Sure, it sounds like a paradox.  The environmental movement has done a lot of good for the planet and for pollution.  But in the face of the greatest environmental threat of our time, the movement may be fundamentally ill-suited to tackle the climate crisis.

For most of its history, environmentalism has essentially been about stopping things, or at least slowing them down.  Whether it’s sprawling subdivisions, industrial development on sensitive habitat lands, or factories spewing pollution, environmentalists have mobilized support to prevent these projects from happening, or at least make them more efficient and therefore more expensive (think scrubbers on smokestacks or building efficiency codes).  The successes are undeniable: significantly cleaner air and water and the prevention of some environmentally destructive projects.

But when it comes to fighting climate change, a movement designed to stopping things is counter-productive.  We need the opposite dynamic, because our task now is to build our way toward reducing greenhouse gas emissions.  That means building a significant amount of new housing, services, and job centers in urbanized areas near transit; building renewable energy facilities both locally and in rural regions; building new rail and busways through developed cities and towns; and fostering a regulatory environment where innovation in clean technologies can take place without years of delay and uncertainty brought on by often well-intentioned environmental laws.

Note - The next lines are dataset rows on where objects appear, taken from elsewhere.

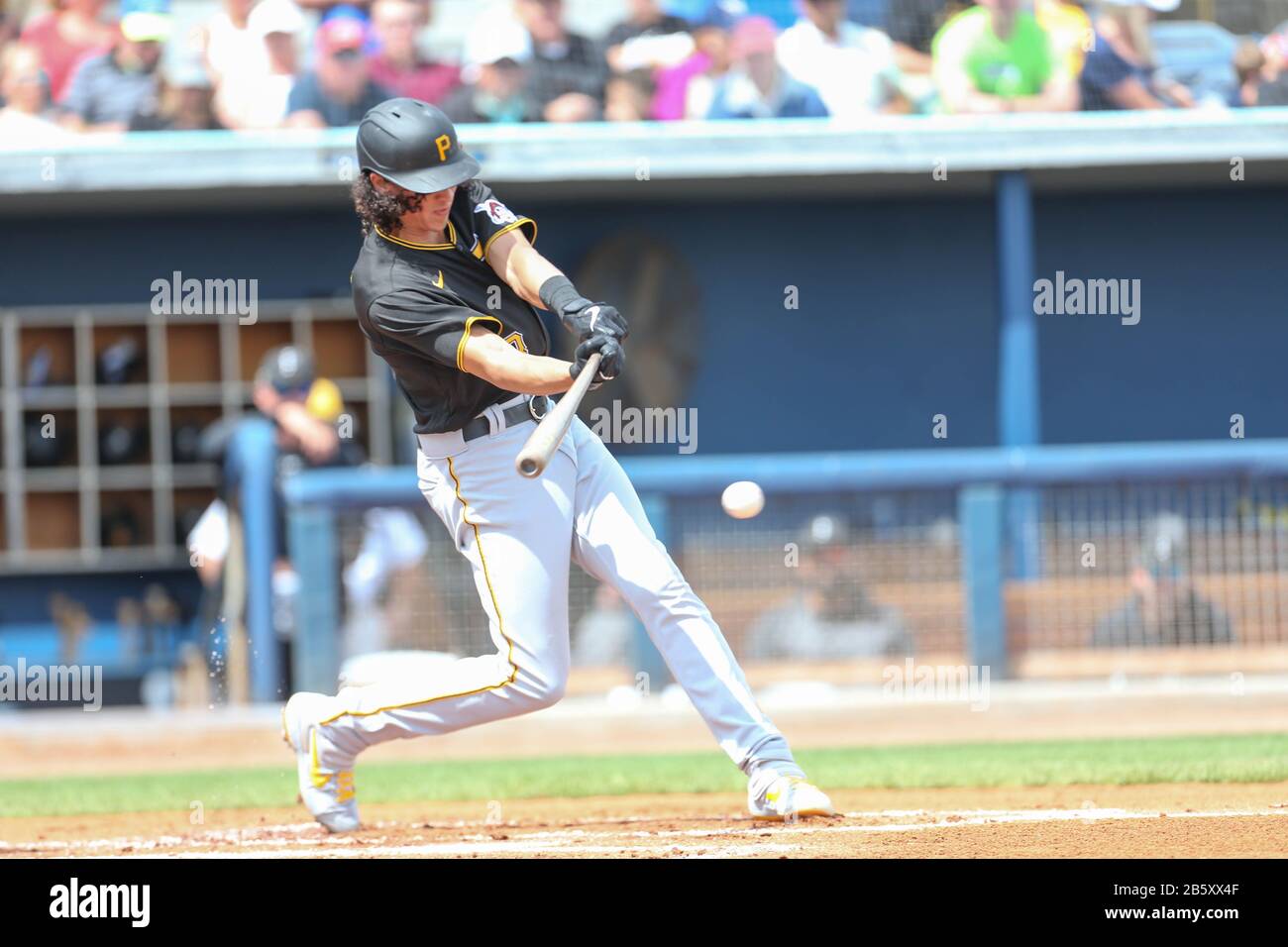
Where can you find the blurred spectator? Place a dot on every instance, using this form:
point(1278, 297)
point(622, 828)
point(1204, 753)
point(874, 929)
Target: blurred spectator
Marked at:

Unfortunately, the broader environmental movement has helped to stymie each of these efforts.  Whether it’s resistance to loosening environmental review and land use requirements in infill areas, Clean Air Act impediments to on-farm renewables, or permitting processes for renewable energy projects, the movement has been schizophrenic at best, counter-productive at worst.

To be sure, there are many environmental advocates and groups that are deeply committed to building these kinds of projects.  And there are often reasonable disputes involving alternatives and opportunities for local mitigation.  But the movement is organizationally and culturally built on an agenda of local resistance to building things.  As a result, environmentalists have largely failed to articulate a compelling, progressive agenda for fighting climate change.  While we see bits and pieces, such as local visions for infill development and reports on clean and local energy systems for select cities, as a whole, the movement lacks leadership and vision to make a case to the public about what needs to be done to dramatically reduce our carbon footprint.

Ironically, in this leadership void, members of the business community have now become some of the leading voices for fighting climate change.  Infill real estate developers, clean tech innovators and installers, and even car companies are now doing more to advance a low-carbon agenda than many environmentalists.  In some cases, you’re more likely to see climate change leadership from Silicon Valley venture capitalists then you are from some of our most respected environmental institutions.

 

Perhaps this outcome is not terrible.  After all, the case for fighting climate change is about economic growth: doing more with fewer resources and developing and harnessing our local, sustainable resources.

But businesses will tend to push their narrow economic agenda.  We still need environmental leaders who can make the case to the public and to decision-makers that there is a positive, over-arching vision for fighting climate change.  We can provide citizens with better and more convenient housing options, we can end our dependence on large electric utilities and oil and gas companies and instead spend that money locally, we can clean our air and water and stop wasting finite resources, and we can feel positive about the prospects for preserving our standard of living for future generations.

But to make these arguments, the environmental movement may need to eat some sacred cows.  Individuals may need to make sacrifices about the kind of projects that get built in their community, whether it’s a wind turbine, a new bus or railway, or a multifamily housing unit.  We may need to pay more upfront to modernize our electric grid and invest in new technologies.  But at the end of the day, we – and the planet – will be better for it.  It’s time the environmental movement made that case.